Private-sector encouragement

The recommendations not only funnel the GSEs toward privatization, but would increase private-sector participation in protecting the market against losses — a burden that falls too heavily on taxpayers, the Trump administration claims.

To encourage private companies to partake in a post-conservatorship landscape, the plan called for “harmonizing” regulatory differences between the GSEs and any would-be competitors. Such moves could include changing Fannie’s and Freddie’s credit-risk capital charges to align more closely with those of regulated financial institutions. The report tabs the FHFA, in concert with other federal financial regulators, to ensure that any differences in regulatory frameworks between the GSEs and other market participants don’t create any undue advantages for Fannie and Freddie.

What people are saying

Considering the report is mainly a list of recommendations and is light on organized plans, reactions from the housing industry have been generally positive but fairly low-key. Many have commended the administration for being proactive, given the consensus that some kind of reform is preferable to continued limbo.

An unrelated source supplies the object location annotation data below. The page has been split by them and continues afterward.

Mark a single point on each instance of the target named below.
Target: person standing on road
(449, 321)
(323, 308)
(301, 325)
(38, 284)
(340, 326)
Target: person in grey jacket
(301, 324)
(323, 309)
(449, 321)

“The National Association of Realtors thanks President Trump and his administration for initiating thoughtful, genuine effort toward housing finance reform,” said National Association of Realtors President John Smaby. “We look forward to reviewing the proposal in more detail and are optimistic that, at a minimum, the White House’s efforts will shed light on the remaining mile markers on the path to reform, along with the critical role the GSEs and Federal Housing Administration play in America’s housing market.”

“MBA applauds the administration for releasing these reports, which highlight the critical need for comprehensive housing-finance reform,” echoed Robert Broeksmit, president and CEO of the Mortgage Bankers Association.

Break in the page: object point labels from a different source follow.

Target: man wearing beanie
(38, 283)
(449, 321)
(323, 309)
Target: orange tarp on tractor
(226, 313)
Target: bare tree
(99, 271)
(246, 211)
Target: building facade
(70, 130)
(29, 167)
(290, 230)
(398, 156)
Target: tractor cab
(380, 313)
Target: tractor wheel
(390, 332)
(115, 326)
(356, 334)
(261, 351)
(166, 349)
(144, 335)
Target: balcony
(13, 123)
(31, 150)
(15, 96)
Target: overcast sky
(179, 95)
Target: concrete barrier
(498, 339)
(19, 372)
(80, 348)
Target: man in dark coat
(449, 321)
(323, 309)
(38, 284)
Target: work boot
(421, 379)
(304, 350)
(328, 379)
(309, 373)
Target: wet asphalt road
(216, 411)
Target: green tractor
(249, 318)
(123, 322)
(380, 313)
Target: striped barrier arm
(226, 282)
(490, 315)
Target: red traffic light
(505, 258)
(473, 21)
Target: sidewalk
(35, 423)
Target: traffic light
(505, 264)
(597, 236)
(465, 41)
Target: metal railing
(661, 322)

“We are gratified that the reports reflect many of the important priorities that MBA has long recommended, including protecting taxpayers from future bailouts; an explicit government guarantee on qualified mortgage-backed securities for single-family and multifamily loans; increased competition and consumer choice via potential additional guarantors; and ensuring a level playing field for lenders of all sizes and business models.”

Not everyone, however, was enthusiastic about potentially adding more guarantors. Although it also lauded the administration for releasing a plan, the Community Home Lenders Association (CHLA) once again expressed apprehension.

“The plan has many components that CHLA has long supported,” said Scott Olson, the CHLA’s executive director, “although we continue to vigorously oppose new guarantors, which would increase taxpayer risk, hurt consumer access to credit, and harm small community-based lenders due to the risks of vertical integration.”

Moody’s Senior Vice President Yehudah Forster noted both the opportunity for expansion as well as the possibility for further risk.

“The Treasury proposals to level the playing field between the GSEs and private-label securitization (PLS) would likely create a larger, more diverse PLS market,” he said. “Existing and new PLS sponsors would step in to finance at least a portion of mortgages that the GSEs no longer compete as strongly for or stop targeting, such as cash-out refinancings or investor loans. The influx would likely introduce riskier pools or shelves into the issuance mix.”

In Washington, D.C. and beyond, critics of the plan continued to caution that allowing Fannie and Freddie too much leeway as private organizations could push up housing costs, benefitting investors at the expense of potential homebuyers.

“President Trump’s housing plan will make mortgages more expensive and harder to get,” said Sen. Sherrod Brown, D-Ohio, according to a report in the Washington Post. “I’m urging the president: Make it easier for working people to buy or rent their homes, not harder.”